İçişleri Bakanlığının verilerine göre geçtiğimiz ocak ayında 33 kadın katledilmiş.
Bugün yine haber bültenlerinden iki kadının öldürüldüğünü öğrendik…
Ortaya konan uluslararası verilere baktığımız zaman, OECD ülkeleri arasında en fazla şiddete maruz kalan kadınların Türkiye’de yaşayan kadınlar olduğu saptanmış. Hemen hemen her gün televizyon ekranlarında veya gazetelerin üçüncü sayfalarında kadınların şiddet gördüğü, öldürüldüğü haberlerine rastlıyoruz.
KIŞKIRTILAN ERKEKLIK, BASTIRILAN KADINLIK
Kadınların erkekler tarafından şiddet uygulanıp ölümlerine neden olmalarının toplumsal bir eğitim sorunu olduğu kanaatini taşıyorum. Özellikle Doğu Anadolu, Güneydoğu Anadolu'da ve kırsal kesimlerde yaşayan halklarda Erkek çocuğu sahibi olmanın ne kadar kıymetli, ne denli önemli olduğunu bilmeyenimiz yoktur. O yörelerin yaşam biçimlerinin anlatılmaya çalışıldığı filmlerde, dizilerde erkek evlat sahibi olmanın ne denli önemli olduğu vurgulanır, kadınlar adeta yok sayılır. Erkek tarafının üreyip çoğalması, soyunun devam etmesi doğacak erkek çocuğa bağlıdır.
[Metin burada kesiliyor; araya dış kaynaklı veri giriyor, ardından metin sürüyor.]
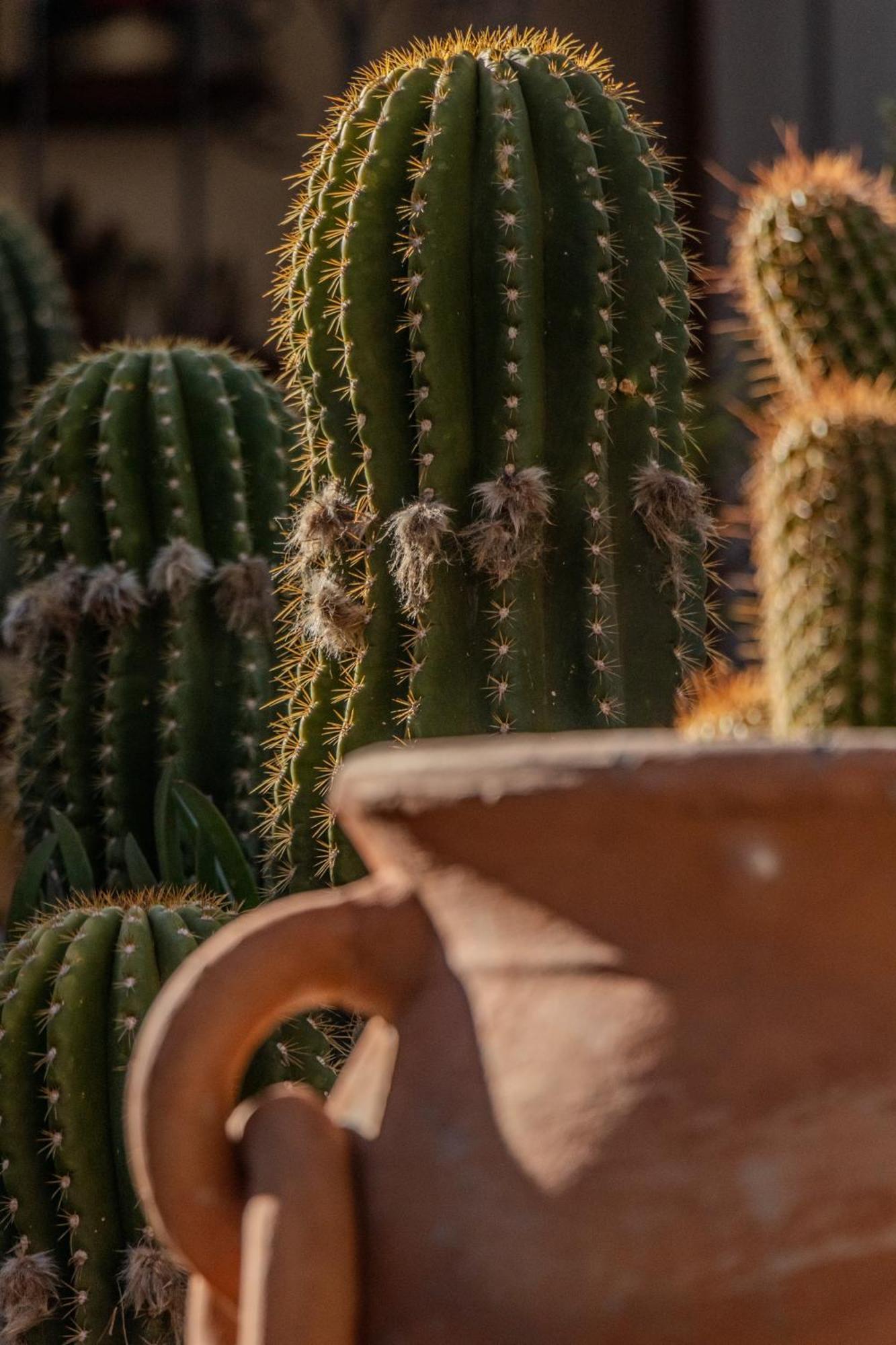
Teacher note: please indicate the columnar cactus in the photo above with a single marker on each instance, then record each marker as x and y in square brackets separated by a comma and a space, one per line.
[73, 992]
[149, 486]
[486, 306]
[825, 520]
[814, 267]
[37, 326]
Özellikle kırsal kesimde yaşayan erkekler, eşleri erkek çocuk doğurana kadar ellerinden gelen her şeyi yaparlar. Diyelim ki erkek çocuk olmadı, bu sefer ‘’KUMA’’ denilen çağ dışı bir sistem devreye girer. Yani çocuğun erkek olması için tüm imkanlar seferber edilir. Töreler, adetler, gelenek görenekler derken, erkek çocuk illa ki dünyaya gelir. Sırf çocuk erkek doğsun diye servet harcayan toprak ağalarını, aşiret liderlerini, mafya babalarını duymuşsunuzdur. İşte bu kadar önemlidir erkek çocuk.
ERKEK ÇOCUK EL ÜSTÜNDE TUTULUR
Hal böyle olunca maalesef kız çocuklarını hiçe sayan, onları değersiz ve görmezden gelen, yokmuş gibi davranılan aptalca bir zihniyet var. Madalyonun diğer yüzünde ise erkek çocuklarının rahatlığı hoyratlığı, kaba saba davranışı, kavgası gürültüsü, abuk sabuk yaşam tarzı başını dertten derde sokması hiç göze batmaz. Tam tersi, iyi bir halt ediyormuş gibi el üstünde tutulur.
Üstüne üstlük “Erkektir yapar, yakışır benim oğluma” diye gaz da verilir. Bu ayrımcılık sayesinde erkek çocuklar kendilerini istediği her şeyi yapma özgürlüğüne sahipmiş gibi görürler.
Bebek erkek doğdu. Baba, anne, dede, nine, amcalar, dayılar kısacası bütün sülale hısım akraba herkes çok mutlu. Amcalar, dayılar, cümbür cemaat bebeği görmek için sıraya girdiler.
Gel zaman git zaman bebek büyüdü sünnet vakti geldi. Sofralar kuruldu davullar zurnalar eşliğinde muhteşem hediyeler erkek çocuk çok mutlu. Etraflarındaki konum komşunun kızları var Baba soruyor, ’’Hangisini alayım oğlum sana?’’
Erkek çocuk aklının bir köşesine yazdı bu soruyu. Demek ki sorgusuz sualsiz istediğini alabileceğini düşündü.
Evde yemek vakti, sofrayı kız kardeşleri ve annesi hazırladı. Önce erkeklere yemek verildi. Yemekten sonra yine kız kardeşleri ve annesi topladı sofrayı. Erkekler yardım etmedi, bulaşıkları da kızlar yıkadı.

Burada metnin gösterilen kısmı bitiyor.